No charges were filed pending test results, Hogan said, and Kristiansen was released on his own recognizance.

American Airlines said Kristiansen was suspended from duty. Another pilot was found, and the flight left Minneapolis-St. Paul for New York’s LaGuardia Airport at 8:50 a.m. with 53 passengers.

“American Eagle has a well-established substance abuse policy that is designed to put the safety of our customers and employees first,” airline spokesman Matt Miller said by email. “We are cooperating with authorities and conducting a full internal investigation. The pilot will be withheld from service pending the outcome of the investigation.”

Alcohol-related pilot arrests are uncommon at the Minneapolis-St. Paul airport, Hogan said.

“It very rarely happens,” Hogan said. “Every three or four years at the most, we have a case come up like this, out of more than 430,000 flights a year.”

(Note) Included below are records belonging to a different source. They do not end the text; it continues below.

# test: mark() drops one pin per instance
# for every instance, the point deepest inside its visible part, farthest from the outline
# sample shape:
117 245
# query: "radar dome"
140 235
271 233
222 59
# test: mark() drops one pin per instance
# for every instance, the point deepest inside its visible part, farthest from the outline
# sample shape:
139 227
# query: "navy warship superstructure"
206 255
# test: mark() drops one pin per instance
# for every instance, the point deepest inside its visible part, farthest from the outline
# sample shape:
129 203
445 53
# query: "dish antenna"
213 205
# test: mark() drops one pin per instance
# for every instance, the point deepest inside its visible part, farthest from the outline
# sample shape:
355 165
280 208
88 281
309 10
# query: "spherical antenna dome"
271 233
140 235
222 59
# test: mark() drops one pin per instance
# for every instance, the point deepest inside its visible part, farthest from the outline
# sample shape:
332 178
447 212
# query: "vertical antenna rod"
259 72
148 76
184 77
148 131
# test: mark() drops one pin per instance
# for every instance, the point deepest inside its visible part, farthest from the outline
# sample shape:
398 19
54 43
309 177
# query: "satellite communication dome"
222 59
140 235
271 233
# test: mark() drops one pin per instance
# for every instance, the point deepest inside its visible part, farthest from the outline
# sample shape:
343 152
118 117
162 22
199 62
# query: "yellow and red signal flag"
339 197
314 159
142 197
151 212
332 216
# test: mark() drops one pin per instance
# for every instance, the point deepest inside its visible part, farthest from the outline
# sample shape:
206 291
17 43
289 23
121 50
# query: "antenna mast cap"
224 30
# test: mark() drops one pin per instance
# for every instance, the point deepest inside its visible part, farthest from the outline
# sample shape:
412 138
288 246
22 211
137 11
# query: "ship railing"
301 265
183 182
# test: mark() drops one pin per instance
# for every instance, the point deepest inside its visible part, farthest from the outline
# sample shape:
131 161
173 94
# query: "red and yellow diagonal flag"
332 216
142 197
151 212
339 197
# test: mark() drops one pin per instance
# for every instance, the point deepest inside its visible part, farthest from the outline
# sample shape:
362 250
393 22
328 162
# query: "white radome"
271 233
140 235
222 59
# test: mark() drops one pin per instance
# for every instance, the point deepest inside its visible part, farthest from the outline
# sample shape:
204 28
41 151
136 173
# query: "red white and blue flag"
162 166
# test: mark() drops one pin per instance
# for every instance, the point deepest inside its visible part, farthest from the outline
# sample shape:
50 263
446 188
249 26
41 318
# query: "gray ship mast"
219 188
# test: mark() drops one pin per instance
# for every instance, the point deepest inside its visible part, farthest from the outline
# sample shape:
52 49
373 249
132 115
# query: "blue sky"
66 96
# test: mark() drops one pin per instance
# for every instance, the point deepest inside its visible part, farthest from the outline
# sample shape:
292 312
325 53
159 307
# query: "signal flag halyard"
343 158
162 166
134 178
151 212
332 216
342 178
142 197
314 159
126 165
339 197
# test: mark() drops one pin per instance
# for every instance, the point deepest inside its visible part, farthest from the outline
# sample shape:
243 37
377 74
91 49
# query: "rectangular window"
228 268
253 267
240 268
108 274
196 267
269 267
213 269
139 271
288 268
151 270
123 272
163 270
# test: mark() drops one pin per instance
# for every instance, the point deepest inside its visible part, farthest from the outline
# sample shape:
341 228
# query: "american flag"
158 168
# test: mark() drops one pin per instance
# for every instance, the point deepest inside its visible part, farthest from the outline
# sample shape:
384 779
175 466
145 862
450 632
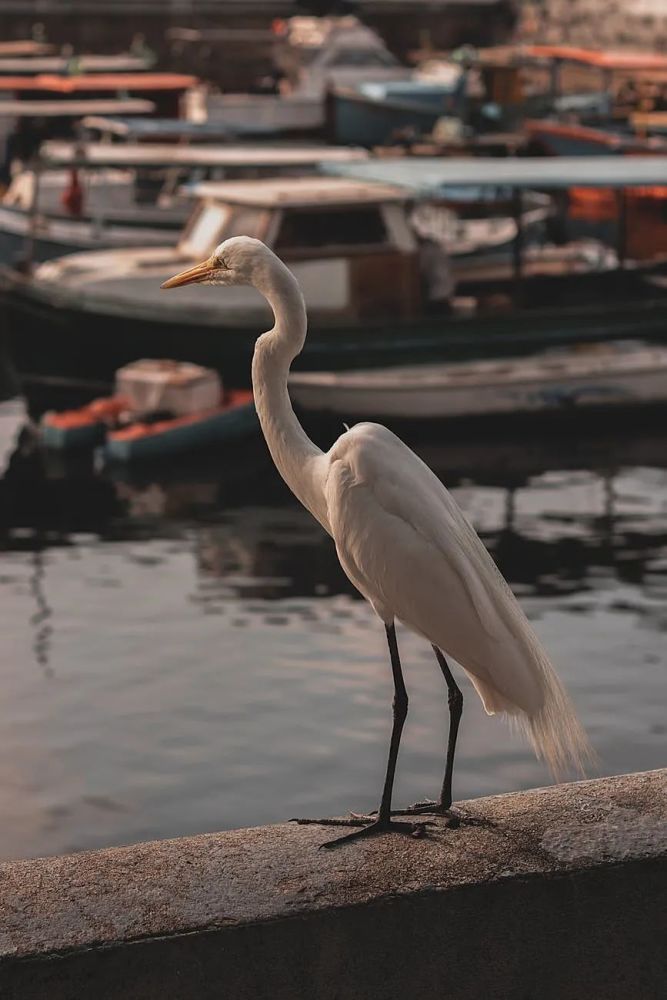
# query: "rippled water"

Pilots face drug and alcohol testing when they seek a job, are involved in an accident or return from alcohol rehabilitation. Some are selected for random tests. More than 10,000 pilots are tested each year, and about a dozen flunk the alcohol part – a number that has remained mostly steady for more than a decade, according to federal statistics.

Twelve pilots failed the breath test in 2011, 10 in 2010, and 11 in 2009, according to the Federal Aviation Administration.

“Your odds of having an impaired driver on the highway are much higher, but there’s a smaller margin for error in aviation,” said James Hall, former chairman of the National Transportation Safety Board.

Drinking among pilots got more attention after notorious cases in the 1990s, including one in which a jury convicted all three pilots of a Northwest Airlines flight of flying under the influence. Federal rules were tightened as a result.